Sí, porque no fue sencillo. Uno de los soldados, consultado por el diario Haaretz, dijo que sus vehículos se hallaron de pronto bajo intenso fuego. «Tuvimos mucha suerte de que la operación no resultara en diez bajas mortales en nuestra unidad», aseguró.

Era de esperar algo así de un momento a otro. El legislador y pacifista israelí Uri Avnery, advertía en días pasados que el patinazo de Israel en su intento de acabar con el grupo chiita libanés, dejó un sabor amargo en la cúpula militar sionista, cuyos generales ya hablaban de retomar la agresión «dentro de un año, o quizá dentro de un mes».
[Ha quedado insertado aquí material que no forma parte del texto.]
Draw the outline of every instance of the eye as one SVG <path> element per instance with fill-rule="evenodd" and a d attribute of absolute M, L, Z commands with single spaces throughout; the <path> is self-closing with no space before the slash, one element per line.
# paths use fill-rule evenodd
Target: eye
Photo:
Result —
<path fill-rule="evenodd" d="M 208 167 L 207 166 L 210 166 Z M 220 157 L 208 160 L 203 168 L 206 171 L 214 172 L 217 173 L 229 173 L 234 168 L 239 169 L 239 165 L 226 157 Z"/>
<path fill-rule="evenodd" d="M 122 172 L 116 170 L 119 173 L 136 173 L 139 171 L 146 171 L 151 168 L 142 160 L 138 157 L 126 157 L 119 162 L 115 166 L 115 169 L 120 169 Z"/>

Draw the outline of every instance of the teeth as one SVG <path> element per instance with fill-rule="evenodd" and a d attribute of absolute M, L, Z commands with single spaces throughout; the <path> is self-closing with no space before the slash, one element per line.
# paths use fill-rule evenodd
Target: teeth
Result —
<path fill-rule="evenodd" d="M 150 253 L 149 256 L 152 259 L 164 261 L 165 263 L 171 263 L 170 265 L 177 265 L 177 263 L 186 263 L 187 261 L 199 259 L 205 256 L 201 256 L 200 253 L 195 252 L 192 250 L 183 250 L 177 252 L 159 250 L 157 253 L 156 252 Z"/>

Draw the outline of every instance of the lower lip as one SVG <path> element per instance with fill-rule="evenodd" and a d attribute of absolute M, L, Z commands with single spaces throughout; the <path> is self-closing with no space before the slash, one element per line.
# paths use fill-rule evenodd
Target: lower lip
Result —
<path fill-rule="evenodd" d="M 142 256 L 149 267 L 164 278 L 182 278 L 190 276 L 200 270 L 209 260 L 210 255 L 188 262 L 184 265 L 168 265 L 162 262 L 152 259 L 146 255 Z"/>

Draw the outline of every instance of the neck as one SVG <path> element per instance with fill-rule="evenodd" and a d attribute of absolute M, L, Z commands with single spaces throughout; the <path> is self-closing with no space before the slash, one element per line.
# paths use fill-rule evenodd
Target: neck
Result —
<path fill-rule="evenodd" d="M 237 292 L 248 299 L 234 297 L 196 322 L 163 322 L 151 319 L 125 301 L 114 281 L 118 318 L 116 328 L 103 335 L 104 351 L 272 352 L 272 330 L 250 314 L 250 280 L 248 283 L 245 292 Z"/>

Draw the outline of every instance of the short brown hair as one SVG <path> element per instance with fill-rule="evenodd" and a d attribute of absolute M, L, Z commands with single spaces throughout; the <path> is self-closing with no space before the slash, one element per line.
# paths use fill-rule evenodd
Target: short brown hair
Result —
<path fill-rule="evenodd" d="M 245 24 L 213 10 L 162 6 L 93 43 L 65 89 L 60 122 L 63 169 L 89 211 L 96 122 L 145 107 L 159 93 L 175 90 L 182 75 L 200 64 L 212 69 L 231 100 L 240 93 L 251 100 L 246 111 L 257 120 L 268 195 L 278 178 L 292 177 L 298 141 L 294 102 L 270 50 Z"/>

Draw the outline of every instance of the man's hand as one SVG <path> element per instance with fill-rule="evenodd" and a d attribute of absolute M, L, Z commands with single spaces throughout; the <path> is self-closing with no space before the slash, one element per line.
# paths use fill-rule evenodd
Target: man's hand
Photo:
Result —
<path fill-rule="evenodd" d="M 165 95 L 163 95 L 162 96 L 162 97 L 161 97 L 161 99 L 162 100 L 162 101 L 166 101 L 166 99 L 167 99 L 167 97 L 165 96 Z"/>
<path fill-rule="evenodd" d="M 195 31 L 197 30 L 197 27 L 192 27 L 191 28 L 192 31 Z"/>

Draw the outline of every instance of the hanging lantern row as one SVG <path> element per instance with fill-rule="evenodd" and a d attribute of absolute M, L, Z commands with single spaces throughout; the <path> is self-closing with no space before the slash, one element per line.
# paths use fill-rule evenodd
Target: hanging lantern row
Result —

Según se nota, había prisa: menos de una semana después, ya Israel ejecuta una acción ilegal en el País de los Cedros. Una operación violatoria del cese el fuego. Y la justifica, arguyendo la necesidad de frenar el envío de armamento desde Siria e Irán a Hizbolá.
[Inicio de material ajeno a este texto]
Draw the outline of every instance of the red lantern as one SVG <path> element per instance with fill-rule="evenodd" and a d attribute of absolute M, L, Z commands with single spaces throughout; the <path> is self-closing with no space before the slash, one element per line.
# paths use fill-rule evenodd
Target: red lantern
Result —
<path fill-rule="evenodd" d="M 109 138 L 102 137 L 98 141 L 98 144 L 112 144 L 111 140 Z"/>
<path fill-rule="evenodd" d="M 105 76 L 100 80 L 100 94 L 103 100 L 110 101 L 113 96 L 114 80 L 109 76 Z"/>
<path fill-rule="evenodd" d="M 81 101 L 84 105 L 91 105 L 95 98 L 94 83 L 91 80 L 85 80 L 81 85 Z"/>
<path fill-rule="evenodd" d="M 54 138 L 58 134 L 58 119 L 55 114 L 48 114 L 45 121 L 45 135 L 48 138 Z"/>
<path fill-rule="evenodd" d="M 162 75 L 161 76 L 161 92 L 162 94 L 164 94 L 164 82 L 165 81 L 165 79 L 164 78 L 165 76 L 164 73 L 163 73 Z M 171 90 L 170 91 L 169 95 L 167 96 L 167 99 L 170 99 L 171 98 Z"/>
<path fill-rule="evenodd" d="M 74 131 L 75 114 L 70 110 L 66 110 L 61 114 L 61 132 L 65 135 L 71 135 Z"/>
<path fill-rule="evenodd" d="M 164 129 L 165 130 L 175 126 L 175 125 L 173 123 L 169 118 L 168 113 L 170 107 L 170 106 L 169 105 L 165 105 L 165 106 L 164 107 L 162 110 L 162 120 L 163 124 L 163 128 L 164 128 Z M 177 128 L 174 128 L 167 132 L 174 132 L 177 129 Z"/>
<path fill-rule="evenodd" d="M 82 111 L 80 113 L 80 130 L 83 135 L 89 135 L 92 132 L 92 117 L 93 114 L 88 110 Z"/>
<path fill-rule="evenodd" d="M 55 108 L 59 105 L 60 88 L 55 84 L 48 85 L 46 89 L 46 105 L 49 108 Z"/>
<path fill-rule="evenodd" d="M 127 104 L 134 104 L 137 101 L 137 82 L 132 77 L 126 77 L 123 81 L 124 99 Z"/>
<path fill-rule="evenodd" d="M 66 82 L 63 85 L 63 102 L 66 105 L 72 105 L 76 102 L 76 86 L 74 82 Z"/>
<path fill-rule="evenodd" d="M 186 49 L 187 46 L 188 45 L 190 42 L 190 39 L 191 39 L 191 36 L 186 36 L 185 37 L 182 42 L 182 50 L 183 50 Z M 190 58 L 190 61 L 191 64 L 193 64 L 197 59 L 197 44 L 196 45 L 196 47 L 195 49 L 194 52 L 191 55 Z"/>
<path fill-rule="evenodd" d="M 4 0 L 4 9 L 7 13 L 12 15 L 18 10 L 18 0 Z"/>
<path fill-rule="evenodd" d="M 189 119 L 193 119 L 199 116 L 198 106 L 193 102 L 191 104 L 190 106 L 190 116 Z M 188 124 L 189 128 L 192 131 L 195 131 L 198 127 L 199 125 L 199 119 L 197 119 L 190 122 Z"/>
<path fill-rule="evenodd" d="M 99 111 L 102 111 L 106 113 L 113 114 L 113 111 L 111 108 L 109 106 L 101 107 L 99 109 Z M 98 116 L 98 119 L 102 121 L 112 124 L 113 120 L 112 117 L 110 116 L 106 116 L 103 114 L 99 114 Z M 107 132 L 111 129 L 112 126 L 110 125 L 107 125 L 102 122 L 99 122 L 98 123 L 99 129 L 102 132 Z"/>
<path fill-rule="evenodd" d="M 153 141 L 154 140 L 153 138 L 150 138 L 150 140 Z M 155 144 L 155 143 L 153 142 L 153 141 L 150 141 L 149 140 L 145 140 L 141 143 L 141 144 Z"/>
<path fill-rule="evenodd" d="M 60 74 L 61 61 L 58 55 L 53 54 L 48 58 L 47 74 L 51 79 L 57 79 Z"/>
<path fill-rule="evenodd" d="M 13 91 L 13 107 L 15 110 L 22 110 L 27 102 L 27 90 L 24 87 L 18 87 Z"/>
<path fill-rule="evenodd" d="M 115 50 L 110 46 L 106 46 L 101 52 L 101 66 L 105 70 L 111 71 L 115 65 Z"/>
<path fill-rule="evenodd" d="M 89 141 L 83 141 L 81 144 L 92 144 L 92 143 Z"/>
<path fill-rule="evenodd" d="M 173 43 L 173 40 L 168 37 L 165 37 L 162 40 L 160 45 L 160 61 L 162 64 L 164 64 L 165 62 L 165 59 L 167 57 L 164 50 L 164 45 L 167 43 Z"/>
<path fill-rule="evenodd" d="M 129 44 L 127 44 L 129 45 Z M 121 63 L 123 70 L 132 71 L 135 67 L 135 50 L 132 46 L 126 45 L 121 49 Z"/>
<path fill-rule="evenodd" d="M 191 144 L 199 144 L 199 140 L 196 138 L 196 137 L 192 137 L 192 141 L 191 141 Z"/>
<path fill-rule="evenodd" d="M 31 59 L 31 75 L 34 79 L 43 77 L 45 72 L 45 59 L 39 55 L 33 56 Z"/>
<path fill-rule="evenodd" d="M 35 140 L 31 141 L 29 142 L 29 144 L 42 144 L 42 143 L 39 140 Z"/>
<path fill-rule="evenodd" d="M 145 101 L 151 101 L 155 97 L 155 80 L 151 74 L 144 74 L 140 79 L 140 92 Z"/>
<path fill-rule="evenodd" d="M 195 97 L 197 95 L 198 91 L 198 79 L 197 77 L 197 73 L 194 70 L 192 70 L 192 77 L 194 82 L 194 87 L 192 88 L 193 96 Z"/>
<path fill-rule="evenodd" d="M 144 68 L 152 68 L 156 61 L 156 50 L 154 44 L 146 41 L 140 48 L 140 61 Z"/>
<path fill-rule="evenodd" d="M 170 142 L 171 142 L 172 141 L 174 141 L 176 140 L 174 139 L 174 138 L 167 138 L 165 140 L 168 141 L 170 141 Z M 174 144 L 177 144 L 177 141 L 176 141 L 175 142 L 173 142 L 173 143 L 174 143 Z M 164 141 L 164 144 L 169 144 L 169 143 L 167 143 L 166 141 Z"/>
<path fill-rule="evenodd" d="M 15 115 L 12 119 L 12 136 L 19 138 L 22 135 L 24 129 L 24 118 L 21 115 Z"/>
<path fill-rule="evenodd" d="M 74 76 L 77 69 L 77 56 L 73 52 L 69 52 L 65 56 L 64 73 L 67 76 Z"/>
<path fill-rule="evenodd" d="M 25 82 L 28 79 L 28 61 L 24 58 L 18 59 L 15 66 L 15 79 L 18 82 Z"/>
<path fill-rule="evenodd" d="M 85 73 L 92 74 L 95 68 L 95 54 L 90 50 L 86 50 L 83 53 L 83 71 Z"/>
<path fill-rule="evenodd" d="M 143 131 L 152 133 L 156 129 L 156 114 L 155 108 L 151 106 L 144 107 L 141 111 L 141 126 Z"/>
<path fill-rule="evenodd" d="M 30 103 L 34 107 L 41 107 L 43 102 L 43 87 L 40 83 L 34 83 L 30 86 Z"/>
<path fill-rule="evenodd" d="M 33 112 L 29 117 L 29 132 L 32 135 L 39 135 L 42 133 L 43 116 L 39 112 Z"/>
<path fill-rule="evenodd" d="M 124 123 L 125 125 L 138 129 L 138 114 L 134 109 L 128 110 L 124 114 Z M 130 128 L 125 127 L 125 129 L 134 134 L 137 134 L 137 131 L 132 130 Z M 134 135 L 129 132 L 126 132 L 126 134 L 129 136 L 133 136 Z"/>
Si se tomara por cierto el pretexto, bastaría entonces con preguntar: ¿y dónde está el alijo de armas iraníes o sirias que confiscaron? ¿Las puede mostrar Israel, para ayudar al «creer» de la opinión pública?
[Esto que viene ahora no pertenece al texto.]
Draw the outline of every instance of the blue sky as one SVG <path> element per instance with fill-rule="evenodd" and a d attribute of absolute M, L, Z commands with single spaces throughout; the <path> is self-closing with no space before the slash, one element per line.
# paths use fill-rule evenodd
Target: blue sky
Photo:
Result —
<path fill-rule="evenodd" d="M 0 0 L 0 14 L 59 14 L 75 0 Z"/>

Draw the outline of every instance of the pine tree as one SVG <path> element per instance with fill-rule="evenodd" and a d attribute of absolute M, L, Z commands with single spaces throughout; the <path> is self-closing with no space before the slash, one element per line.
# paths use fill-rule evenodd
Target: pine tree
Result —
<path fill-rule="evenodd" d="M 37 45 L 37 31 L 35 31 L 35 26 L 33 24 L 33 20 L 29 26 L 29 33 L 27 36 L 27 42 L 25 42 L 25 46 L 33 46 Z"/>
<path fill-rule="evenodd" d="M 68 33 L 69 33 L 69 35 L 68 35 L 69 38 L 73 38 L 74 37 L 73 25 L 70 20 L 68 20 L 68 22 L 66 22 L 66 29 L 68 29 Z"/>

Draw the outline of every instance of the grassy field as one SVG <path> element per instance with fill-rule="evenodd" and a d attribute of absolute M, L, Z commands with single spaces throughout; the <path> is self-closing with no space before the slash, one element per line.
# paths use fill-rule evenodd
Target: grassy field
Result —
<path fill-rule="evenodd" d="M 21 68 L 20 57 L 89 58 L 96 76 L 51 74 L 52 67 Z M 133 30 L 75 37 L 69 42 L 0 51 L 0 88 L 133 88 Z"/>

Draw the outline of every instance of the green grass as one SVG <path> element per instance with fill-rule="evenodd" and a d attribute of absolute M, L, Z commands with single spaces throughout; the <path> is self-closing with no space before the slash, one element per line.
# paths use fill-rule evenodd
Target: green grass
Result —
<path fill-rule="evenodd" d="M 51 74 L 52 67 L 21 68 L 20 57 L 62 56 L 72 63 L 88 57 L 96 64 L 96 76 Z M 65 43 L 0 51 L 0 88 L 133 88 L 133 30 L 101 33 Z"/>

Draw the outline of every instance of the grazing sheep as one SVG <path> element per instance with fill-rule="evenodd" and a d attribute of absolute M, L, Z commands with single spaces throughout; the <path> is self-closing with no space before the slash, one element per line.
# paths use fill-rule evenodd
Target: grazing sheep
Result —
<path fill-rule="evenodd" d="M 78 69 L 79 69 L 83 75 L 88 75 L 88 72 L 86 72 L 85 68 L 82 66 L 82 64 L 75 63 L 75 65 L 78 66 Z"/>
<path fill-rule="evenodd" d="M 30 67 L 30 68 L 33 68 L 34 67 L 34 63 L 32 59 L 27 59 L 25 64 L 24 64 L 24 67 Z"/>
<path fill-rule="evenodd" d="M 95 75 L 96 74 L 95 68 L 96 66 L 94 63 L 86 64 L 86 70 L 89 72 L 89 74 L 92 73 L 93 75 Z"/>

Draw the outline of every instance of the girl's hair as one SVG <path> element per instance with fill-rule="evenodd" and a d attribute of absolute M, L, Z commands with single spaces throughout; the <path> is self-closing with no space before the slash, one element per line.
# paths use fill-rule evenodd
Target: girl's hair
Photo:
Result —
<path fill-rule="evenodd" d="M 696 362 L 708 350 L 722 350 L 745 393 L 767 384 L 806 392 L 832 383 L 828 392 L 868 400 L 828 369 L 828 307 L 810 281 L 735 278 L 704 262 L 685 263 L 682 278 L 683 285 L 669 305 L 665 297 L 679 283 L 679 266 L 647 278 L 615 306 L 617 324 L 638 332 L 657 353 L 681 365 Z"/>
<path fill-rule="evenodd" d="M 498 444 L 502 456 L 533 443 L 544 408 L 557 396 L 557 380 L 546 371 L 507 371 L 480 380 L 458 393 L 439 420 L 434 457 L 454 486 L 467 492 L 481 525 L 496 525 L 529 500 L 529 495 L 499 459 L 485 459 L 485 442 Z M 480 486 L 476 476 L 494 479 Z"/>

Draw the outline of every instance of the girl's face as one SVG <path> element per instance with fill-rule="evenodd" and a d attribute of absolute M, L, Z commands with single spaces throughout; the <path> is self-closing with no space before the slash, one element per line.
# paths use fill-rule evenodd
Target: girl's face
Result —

El gobierno libanés ha calificado el hecho como una violación del alto el fuego, y ha advertido que se podría reconsiderar el despliegue de su ejército en el sur del país, consciente de que si algo no les gustaría a las autoridades israelíes es que Hizbolá retome el lanzamiento de cohetes Katiusha contra su territorio.

Sin embargo, Tel Aviv insiste en que no ha infringido nada. Simplemente, como apuntó un portavoz de su cancillería, «Israel tiene derecho a actuar en defensa del principio del embargo de armas». La interrogante sería: ¿y en qué lugar de la resolución 1701 se le asigna al Estado sionista la función de policía de fronteras? ¿No queda ese asunto en manos del gobierno libanés y de las tropas de la ONU?

Lo que acaba de acontecer, no obstante, era lluvia anunciada. El propio documento de Naciones Unidas —en ciertos puntos tan ambiguo— lo ha facilitado. El texto pide, en su primer punto, «una cesación total de las hostilidades, basada, en particular, en la cesación inmediata por Hizbolá de todos los ataques, y en la cesación inmediata por Israel de todas las operaciones militares ofensivas».

Ahora, ¿quién convence a Israel de que su incursión en la Bekaa era de carácter «ofensivo»? Tel Aviv simplemente se «defiende», saltando a un patio ajeno y arrancando lo sembrado. «¿Operaciones ofensivas? Claro, las detendremos. Solo mantendremos las defensivas…».

Si el gabinete israelí persiste en esta curiosa interpretación de la letra, nadie se extrañe de que el período de calma dure menos que un merengue ya saben ustedes dónde.